Did you know that Hergé could have become a great author of fantasy literature?


The father of Tintin had a marked taste for the strange and the invisible. Georges Rémi, known by the pen name Hergé, from the French pronunciation of his initials, was an erudite man who was sensitive and open to many other dimensions than the known worlds. This passion for the occult sciences - theosophy, alchemy, divination, kabbalah and others - and secret societies transcends his work.


If you keep this in mind, you can discover plenty of clues to this fascination by rereading your Tintin albums, where you will easily find

allusions to a number of recurring themes: the magical powers of Indian fakirs, the curse of the mummies, premonitory dreams and visions, clairvoyance, astrology, levitation, telepathy, superstition, paranormal and extraterrestrial phenomena, dowsing and magnetism, and extraordinary animals.


When Numa Sadoul, who interviewed Hergé at length in Brussels in 1971, asked him, "If you had not been a comic book author, what would you have liked to do?" Hergé answered, "I would have liked to discover lost civilizations."


Let's take a random album, "Tintin in Tibet", and see the sources that inspired its creator.
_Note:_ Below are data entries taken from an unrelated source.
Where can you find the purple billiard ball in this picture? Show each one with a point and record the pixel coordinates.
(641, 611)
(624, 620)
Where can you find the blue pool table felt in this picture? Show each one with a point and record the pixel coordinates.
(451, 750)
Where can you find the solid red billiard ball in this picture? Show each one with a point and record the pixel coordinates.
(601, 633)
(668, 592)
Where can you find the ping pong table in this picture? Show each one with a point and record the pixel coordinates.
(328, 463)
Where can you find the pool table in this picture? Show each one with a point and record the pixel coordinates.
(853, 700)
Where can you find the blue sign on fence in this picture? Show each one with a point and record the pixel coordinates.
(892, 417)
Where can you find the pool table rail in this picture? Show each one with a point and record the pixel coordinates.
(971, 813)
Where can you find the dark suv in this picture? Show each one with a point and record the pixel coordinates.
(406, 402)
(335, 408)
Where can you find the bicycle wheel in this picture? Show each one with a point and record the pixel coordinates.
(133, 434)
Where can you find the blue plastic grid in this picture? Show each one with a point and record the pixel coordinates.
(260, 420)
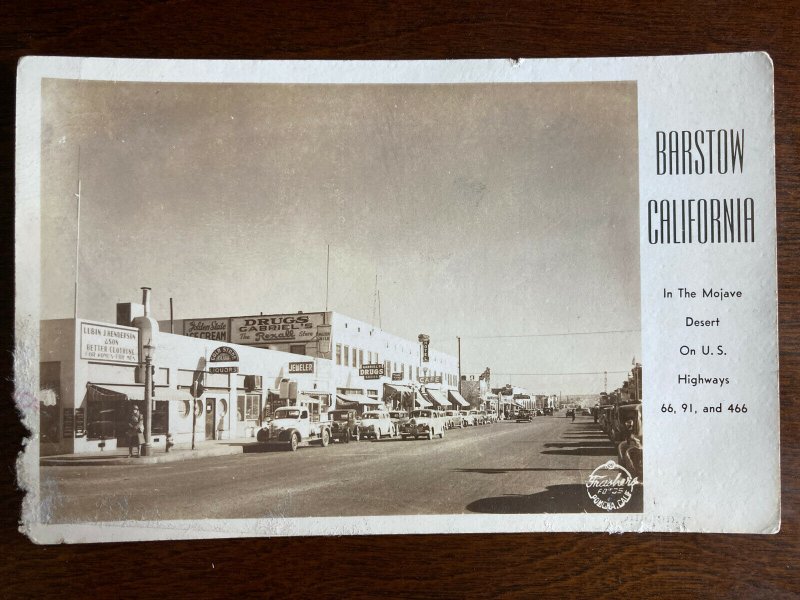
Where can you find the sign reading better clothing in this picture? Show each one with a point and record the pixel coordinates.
(276, 329)
(109, 343)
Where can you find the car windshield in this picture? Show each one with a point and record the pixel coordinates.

They undoubtedly include the adventures and works of the explorer Alexandra David-Néel, the first European woman to see Lhasa and author of "Les Enseignements secrets des bouddhistes tibétains, la vue pénétrante ("The Secret Teachings of the Tibetan Buddhists, the Penetrating View). In the album, Blessed Lightning, a monk from the lamasery of Khor-Biyong, a Tibetan monastery lost in the mountains, experiences visions when he... levitates and reveals to Tintin where to find Chang! Hergé's friend and collaborator, Bernard Heuvelmans, founder of cryptozoology (the study of hidden animals), must have told him about the yeti, which Hergé made one of the main protagonists of the adventure. For the cover, the designer was inspired by the photos of the yeti's footprints taken by American mountaineer Eric Shipton in 1951. In each album, readers can conduct an investigation that will reveal the author's interest in the mysterious.